Justice Finlay Geoghegan found that by failing to provide a procedure allowing an employee who was owed a debt by their former employer, a Company which is insolvent, to obtain an order as envisaged in Article 2(1)(b) it was sufficiently serious to warrant an award of damages against the State. Justice Finlay Geoghegan granted a Declaration that the State failed to correctly transpose the Directive and made an award of damages in the sum of €16,818.75, being equal to the award of the Rights Commissioner.

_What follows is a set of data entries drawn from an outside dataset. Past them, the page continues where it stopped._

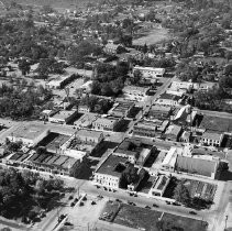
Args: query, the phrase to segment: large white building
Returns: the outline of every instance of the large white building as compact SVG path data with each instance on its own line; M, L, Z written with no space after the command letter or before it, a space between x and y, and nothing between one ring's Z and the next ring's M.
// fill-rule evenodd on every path
M48 117L48 121L52 123L60 123L66 124L70 120L73 120L78 111L76 110L60 110L57 111L55 114Z
M152 188L150 189L148 195L151 197L163 197L168 184L170 182L170 177L166 175L159 175L153 183Z
M144 78L162 78L165 74L165 68L155 68L155 67L141 67L135 66L133 73L140 70Z
M217 131L206 131L201 136L201 143L209 146L221 146L224 134Z
M126 162L128 158L111 154L104 160L100 167L97 168L92 183L106 188L118 189Z
M43 125L29 124L15 129L8 139L11 142L22 142L26 146L35 146L47 136L49 130Z
M122 89L122 91L129 98L142 101L146 97L146 92L148 91L148 88L147 87L136 87L136 86L125 86Z

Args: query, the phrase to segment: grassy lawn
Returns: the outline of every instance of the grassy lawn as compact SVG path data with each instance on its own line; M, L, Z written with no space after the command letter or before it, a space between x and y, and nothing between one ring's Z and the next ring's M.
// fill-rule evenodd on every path
M91 156L93 157L101 157L109 148L114 148L119 143L103 141L92 153Z
M170 213L163 216L163 230L206 231L207 222Z
M113 222L134 229L158 231L156 222L162 212L123 204Z

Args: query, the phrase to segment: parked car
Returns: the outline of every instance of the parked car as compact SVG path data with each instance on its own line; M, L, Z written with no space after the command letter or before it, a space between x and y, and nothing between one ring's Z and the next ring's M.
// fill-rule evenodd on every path
M158 205L156 205L156 204L153 204L152 206L153 206L153 207L155 207L155 208L158 208L158 207L159 207L159 206L158 206Z

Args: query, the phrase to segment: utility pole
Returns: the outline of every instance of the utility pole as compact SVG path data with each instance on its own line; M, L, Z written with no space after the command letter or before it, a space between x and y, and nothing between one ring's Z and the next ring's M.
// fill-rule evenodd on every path
M224 220L224 229L228 228L228 215L225 216L225 220Z

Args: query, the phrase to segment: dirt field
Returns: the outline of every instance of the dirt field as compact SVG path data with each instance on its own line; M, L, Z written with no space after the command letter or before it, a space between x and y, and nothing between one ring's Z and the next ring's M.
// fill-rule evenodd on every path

It is understood that the Department of Social Protection is currently considering the Judgment and consulting with its legal advisors on the implications of the Court of Appeal decision. In respect of redundancy payments, where the employer cannot afford to pay amounts due under the Redundancy Payments Acts 1967–2007 the employer and the employee can apply to the social insurance fund for a redundancy lump sum. The same formal requirements with regard to insolvency do not apply, and generally a letter from an accountant or solicitor confirming the employer’s inability to make the payment will be sufficient. Having a less formal requirement akin to the Redundancy Payments Acts above would seem to be a more practical and cost effective way to ensure that the Directive is implemented.
The Glegola decision also highlights the importance of looking past the relevant Irish legislation to the grounding European law to ensure that the aim and articles of a Directive have been fully transposed into Irish Law.